Au milieu des tensions générées par les intentions du FC Barcelone et d'Arsenal d'embaucher Julián Álvarez, le joueur argentin et attaquant de l'Atlético de Madrid a été le grand absent de l'entraînement d'aujourd'hui. Comme l'a rapporté l'équipe rouge et blanche, le joueur de Calchín ne se sentait pas bien après avoir passé une « mauvaise nuit ».
Malgré cela, on s'attend à ce qu'il puisse jouer samedi le prochain match, dans lequel l'Atlético de Madrid affrontera Séville lors de la troisième journée du championnat de première division LaLiga EA Sports 2026/2027. Faisant preuve de force et de résilience grâce aux enseignements de sa famille au cours de son enfance, au cours de laquelle, comme Pedro Porro, il a grandi dans un environnement humble mais aimant.
Né le 31 janvier 2000 à Calchín, en Argentine, Julián Álvarez a découvert sa passion pour le football à l'âge de deux ans, lorsqu'il accompagnait ses frères Agustín et Rafael à l'entraînement. Alors qu'il n'avait que quatre ans, ses parents l'inscrivent à l'école « Futura Estrellita », liée au Club Atlético Calchín, de Cordoue.
Le joueur argentin a toujours sa famille en tête
Dès lors, il commence à parcourir toutes les divisions inférieures en jouant avec l'équipe de sa ville natale, se distinguant dans la Ligue de Football Indépendante à seulement 15 ans. Attirant l'attention du Club Atlético River Plate d'Argentine. Cependant, avant de faire partie de l'équipe argentine, il a également joué quelques matchs avec le Real Madrid, alors qu'il n'avait que 11 ans.
À cette époque, le jeune Julián Álvarez devait voyager seul en Espagne pour démontrer ses compétences sur le terrain de football. Une expérience difficile pour un enfant de son âge, mais qui n'a duré que 15 jours. Ce n'est que lorsqu'il a été recruté par des clubs de jeunesse argentins qu'il a dû se séparer de sa famille, cette fois de manière plus durable.
Une expérience qui a été assez dure pour lui, puisqu'il était habitué à vivre à la fois avec ses parents et sa grand-mère. « Nous avons vécu une période difficile dans la famille. Nous sommes allés vivre avec elle pendant six mois et nous sommes restés 20 ans, nous sommes toujours là », a-t-il expliqué dans une interview pour « Infobae ». C'est pourquoi il a toujours sa famille si présente.
« Vivre si longtemps avec elle m'a appris que c'est la seule chose qui te soutient quand les choses deviennent difficiles », a déclaré Julián Álvarez.
« Vivre si longtemps avec elle m'a appris que c'est la seule chose qui te soutient quand les choses deviennent difficiles », a-t-il expliqué, faisant référence au soutien de sa famille et, surtout, au souvenir de sa grand-mère. C'est elle qui l'a poussé à choisir le numéro avec Atleti, 19 ans, car il fait référence à son anniversaire, comme il l'a expliqué dans l'interview.

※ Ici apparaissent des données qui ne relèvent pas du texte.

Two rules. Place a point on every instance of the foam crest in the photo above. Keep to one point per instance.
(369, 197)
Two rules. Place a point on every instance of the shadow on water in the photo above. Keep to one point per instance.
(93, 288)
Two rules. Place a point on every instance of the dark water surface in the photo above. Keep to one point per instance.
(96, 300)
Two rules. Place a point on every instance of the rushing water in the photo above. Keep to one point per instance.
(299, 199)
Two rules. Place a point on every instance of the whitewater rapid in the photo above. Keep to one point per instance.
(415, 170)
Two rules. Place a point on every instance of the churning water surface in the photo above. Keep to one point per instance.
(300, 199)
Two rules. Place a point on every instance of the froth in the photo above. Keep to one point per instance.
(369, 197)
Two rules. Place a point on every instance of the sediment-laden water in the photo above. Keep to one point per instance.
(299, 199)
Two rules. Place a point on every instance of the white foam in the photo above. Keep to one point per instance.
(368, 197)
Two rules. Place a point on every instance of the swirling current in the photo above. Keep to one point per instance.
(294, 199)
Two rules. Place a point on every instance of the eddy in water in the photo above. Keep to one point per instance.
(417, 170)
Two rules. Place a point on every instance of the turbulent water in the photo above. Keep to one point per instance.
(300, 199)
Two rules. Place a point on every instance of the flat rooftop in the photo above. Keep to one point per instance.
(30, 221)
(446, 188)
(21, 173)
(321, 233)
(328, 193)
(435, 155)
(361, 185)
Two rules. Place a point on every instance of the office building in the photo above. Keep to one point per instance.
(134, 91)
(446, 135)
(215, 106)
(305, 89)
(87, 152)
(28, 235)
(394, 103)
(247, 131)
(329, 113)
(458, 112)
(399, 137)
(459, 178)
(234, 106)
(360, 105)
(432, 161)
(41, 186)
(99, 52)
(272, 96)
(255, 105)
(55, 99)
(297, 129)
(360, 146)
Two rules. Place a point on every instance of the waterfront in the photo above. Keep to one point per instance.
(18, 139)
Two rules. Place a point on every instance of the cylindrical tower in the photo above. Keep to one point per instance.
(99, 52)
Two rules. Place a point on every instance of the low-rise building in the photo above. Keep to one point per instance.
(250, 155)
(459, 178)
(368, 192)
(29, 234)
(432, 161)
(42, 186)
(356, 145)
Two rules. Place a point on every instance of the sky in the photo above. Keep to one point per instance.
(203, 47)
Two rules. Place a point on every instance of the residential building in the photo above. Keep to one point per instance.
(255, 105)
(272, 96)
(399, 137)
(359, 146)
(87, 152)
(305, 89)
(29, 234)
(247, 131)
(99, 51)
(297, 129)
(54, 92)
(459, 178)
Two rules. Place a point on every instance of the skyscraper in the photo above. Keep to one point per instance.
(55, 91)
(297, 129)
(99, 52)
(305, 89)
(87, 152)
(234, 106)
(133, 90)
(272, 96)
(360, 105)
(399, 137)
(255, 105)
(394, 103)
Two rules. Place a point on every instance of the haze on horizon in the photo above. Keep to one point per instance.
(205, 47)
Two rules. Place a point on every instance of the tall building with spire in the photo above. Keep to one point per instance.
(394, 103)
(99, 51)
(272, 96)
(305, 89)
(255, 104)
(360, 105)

« Cela a nécessité de l'engagement, du travail et des efforts nécessaires pour parvenir à ce que l'on entreprend », a-t-il assuré au média « L'Équipe ». Une leçon de vie qu'il a apprise de ses parents, Gustavo et Marina, qui travaillaient respectivement dans une usine de céréales et comme institutrice de maternelle, et qui a marqué son humble caractère.
Eh bien, bien qu'il ait joué pour certains des clubs internationaux les plus importants tels que Manchester City et qu'il ait joué comme attaquant pour l'équipe nationale argentine, il a toujours sa ville natale en tête. La Arñita, comme on l'appelait affectueusement là-bas, n'a pas hésité à faire don d'un camion lorsqu'il a appris que son ancien directeur technique en avait besoin, selon « Infobae ».
Actuellement, son avenir est incertain. Bien qu'il joue pour l'Atlético de Madrid, le FC Barcelone et Arsenal cherchent à le recruter pour cette nouvelle saison. De son côté, Julián a affiché sa préférence pour le club du Barça et attendra ses mouvements avant de prendre une décision définitive. Cependant, ce que l’on sait, c’est qu’il le fera en suivant les valeurs inculquées par sa famille.